L'hellénisme à Rome. — Les Romains jusqu'au IIIe siècle étaient un peuple de paysans, de marchands et de soldats. Tous, même les plus riches, s'occupaient uniquement à cultiver la terre, à faire du commerce ou à faire la guerre. Ils ne lisaient pas, ne connaissaient ni littérature, ni science, ni art, ni philosophie, n'avaient aucune distraction.

Dès qu'ils eurent conquis les pays d'Orient habités par les Grecs, il se fit dans leur vie un grand changement. Des milliers de Grecs amenés comme esclaves ou venus pour chercher fortune, médecins, acteurs, professeurs, devins, s'établirent à Rome et vécurent au milieu des Romains. Des milliers de Romains, partis comme soldats ou comme marchands, vécurent pendant des années en Orient au milieu des étrangers.

Les Romains firent ainsi connaissance avec des habitudes et des idées nouvelles, et peu à peu abandonnèrent leurs vieux usages pour adopter ceux des Grecs. C'est ce que nous appelons l'introduction à Rome de l'hellénisme (façon d'être des Hellènes).

TRANSFORMATION DES HABITUDES.

Le logement. — La maison des anciens Romains était basse, sans étage, formée d'un seul bâtiment entre la rue et la cour de derrière ; les fondations bâties en pierre, les murs en briques crues, recouvertes d'un enduit fait d'argile et de paille. A l'intérieur les chambres étaient séparées par des cloisons en lattes et pavées avec des cailloux, de l'argile et des morceaux de poteries.

Il y avait deux portes, donnant l'une sur la rue, l'autre sur la cour. Par la grande porte, celle de la rue, on arrivait dans un vestibule, de là dans l'atrium, la plus grande salle de la maison ; au milieu, entre quatre piliers de bois, une ouverture carrée dans le toit, le compluvium, laissait entrer la lumière et aussi la pluie qui tombait dans un bassin.

Tout autour de l'atrium étaient construites des chambres petites, blanchies à la chaux, sans meubles. Dans un coin s'élevait le foyer, c'était un sanctuaire avec les pénates, le lar (idole de la maison) et le lit conjugal.

On se tenait d'ordinaire dans l'atrium, le maître de la maison y avait son fauteuil, la maîtresse son métier à tisser, l'armoire et le coffre où l'on gardait les objets du ménage. C'est là qu'on mangeait, là qu'on recevait les visiteurs.

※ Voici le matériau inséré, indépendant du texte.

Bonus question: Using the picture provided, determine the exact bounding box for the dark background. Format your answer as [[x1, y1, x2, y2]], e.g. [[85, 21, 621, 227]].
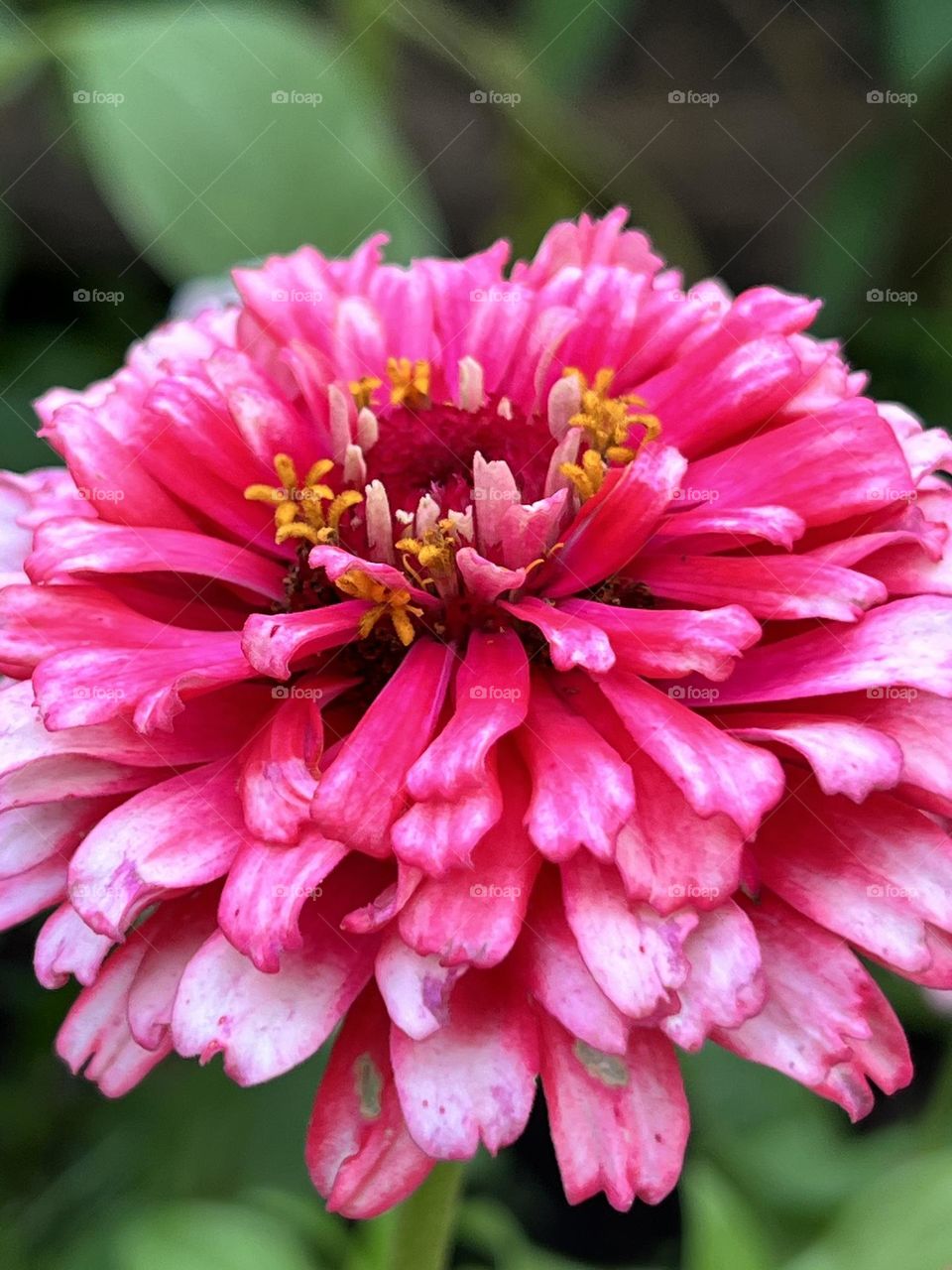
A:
[[0, 0, 952, 1270]]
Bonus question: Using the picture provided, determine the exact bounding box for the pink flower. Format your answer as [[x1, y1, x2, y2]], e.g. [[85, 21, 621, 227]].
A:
[[0, 209, 952, 1216]]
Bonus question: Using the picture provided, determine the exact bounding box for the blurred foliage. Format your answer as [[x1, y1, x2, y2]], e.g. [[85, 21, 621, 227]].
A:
[[0, 0, 952, 1270]]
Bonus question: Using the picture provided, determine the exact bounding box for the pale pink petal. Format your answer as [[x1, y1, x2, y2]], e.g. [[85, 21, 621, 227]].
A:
[[305, 988, 432, 1220], [390, 971, 538, 1160], [540, 1020, 689, 1212]]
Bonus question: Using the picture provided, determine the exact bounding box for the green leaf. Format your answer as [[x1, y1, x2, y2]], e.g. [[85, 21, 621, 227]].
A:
[[0, 20, 47, 101], [681, 1162, 776, 1270], [49, 4, 449, 280], [787, 1151, 952, 1270], [516, 0, 638, 86], [110, 1202, 311, 1270], [883, 0, 952, 94]]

Au IIe siècle on commença à mettre le foyer dans une chambre spéciale. Les nobles et les riches se firent même construire des maisons grecques avec salle à manger, bibliothèque, salle de bain et appartements réservés pour les femmes. Ils eurent des meubles plus ornés, des lits de bronze, de la vaisselle d'argent, des tapis.

Le vêtement. — Les anciens Romains portaient d'ordinaire un seul vêtement, la tunique, de laine, cousue, sans teinture ; celle des hommes, attachée avec une ceinture autour des hanches, descendait jusqu'au dessous du genou ; celle des femmes, attachée autour de la poitrine, retombait jusqu'aux pieds.

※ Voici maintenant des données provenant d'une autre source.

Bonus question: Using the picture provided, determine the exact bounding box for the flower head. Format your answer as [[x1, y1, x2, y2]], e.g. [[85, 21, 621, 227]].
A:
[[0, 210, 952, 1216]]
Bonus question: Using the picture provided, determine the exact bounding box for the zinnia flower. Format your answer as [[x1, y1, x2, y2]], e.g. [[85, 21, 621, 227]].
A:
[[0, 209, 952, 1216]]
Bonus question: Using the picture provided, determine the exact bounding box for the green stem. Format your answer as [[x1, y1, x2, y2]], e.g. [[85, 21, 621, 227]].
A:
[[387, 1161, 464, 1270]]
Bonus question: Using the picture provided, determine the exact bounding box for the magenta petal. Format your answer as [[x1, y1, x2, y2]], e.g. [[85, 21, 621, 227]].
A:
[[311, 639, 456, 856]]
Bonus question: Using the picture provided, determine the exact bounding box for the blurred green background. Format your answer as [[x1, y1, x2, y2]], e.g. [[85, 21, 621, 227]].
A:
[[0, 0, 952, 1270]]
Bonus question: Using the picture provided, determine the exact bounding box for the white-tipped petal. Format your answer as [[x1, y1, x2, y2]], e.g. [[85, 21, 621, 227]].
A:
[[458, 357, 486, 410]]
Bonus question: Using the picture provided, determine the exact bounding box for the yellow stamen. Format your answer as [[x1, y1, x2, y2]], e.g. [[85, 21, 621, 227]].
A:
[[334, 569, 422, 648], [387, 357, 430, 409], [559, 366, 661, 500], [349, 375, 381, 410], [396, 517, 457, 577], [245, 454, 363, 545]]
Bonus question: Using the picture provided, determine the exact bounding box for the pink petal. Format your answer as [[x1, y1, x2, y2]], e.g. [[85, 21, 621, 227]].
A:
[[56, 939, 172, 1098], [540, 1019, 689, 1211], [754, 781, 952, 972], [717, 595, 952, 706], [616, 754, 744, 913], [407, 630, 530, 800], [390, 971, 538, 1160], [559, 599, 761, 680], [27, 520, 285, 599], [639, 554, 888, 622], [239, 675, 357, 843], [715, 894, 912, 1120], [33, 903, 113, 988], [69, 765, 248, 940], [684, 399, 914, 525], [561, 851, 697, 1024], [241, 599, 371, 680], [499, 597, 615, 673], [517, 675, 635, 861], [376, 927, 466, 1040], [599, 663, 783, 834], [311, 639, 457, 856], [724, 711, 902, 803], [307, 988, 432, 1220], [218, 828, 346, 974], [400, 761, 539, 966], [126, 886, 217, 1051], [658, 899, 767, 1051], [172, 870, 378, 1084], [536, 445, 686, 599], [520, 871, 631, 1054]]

Pour les cérémonies, on mettait par-dessus la tunique la toge, un long vêtement de laine blanchie, descendant jusqu'au talon qu'on se drapait autour du corps.

A la campagne, les hommes travaillaient sans tunique, vêtus seulement d'une ceinture de toile et d'un tablier qui s'arrêtait aux genoux.

On se coiffait avec un bonnet de feutre, on se chaussait avec des sandales de cuir, on portait à la main gauche une bague de fer.

A partir de la conquête, les Romains adoptèrent peu à peu les vêtements plus compliqués, plus ornés, et les étoffes de lin, de coton, de laine fine, plus agréables, que portaient les Grecs et les Orientaux. Les femmes se mirent à porter la robe grecque, la ceinture grecque, le manteau grec, la tunique à grandes manches, la résille, le capuchon grec ; les hommes adoptèrent les jambières et les souliers.

Les repas. — Les anciens Romains mangeaient peu et toujours une nourriture grossière. Ils ne faisaient qu'un seul vrai repas, celui de midi (cena), composé de galette (depuis le Ve siècle, de pain) et de légumes frais ou conservés dans la saumure. On mangeait assis, avec une cuillère ou avec les doigts, sur une table de bois sans linge.

Pour les dîners d'invitation seulement, on ajoutait un plat de viande, de poisson, d'œufs, de fèves ou d'oignons et une sorte de dessert composé de fruits et de pâtisserie, et pour boisson du vin épicé ou du sirop de moût mélangé à l'eau. Les femmes ne buvaient jamais de vin.

On ne mangeait guère de viande que celle des animaux offerts en sacrifice à l'occasion d'une fête.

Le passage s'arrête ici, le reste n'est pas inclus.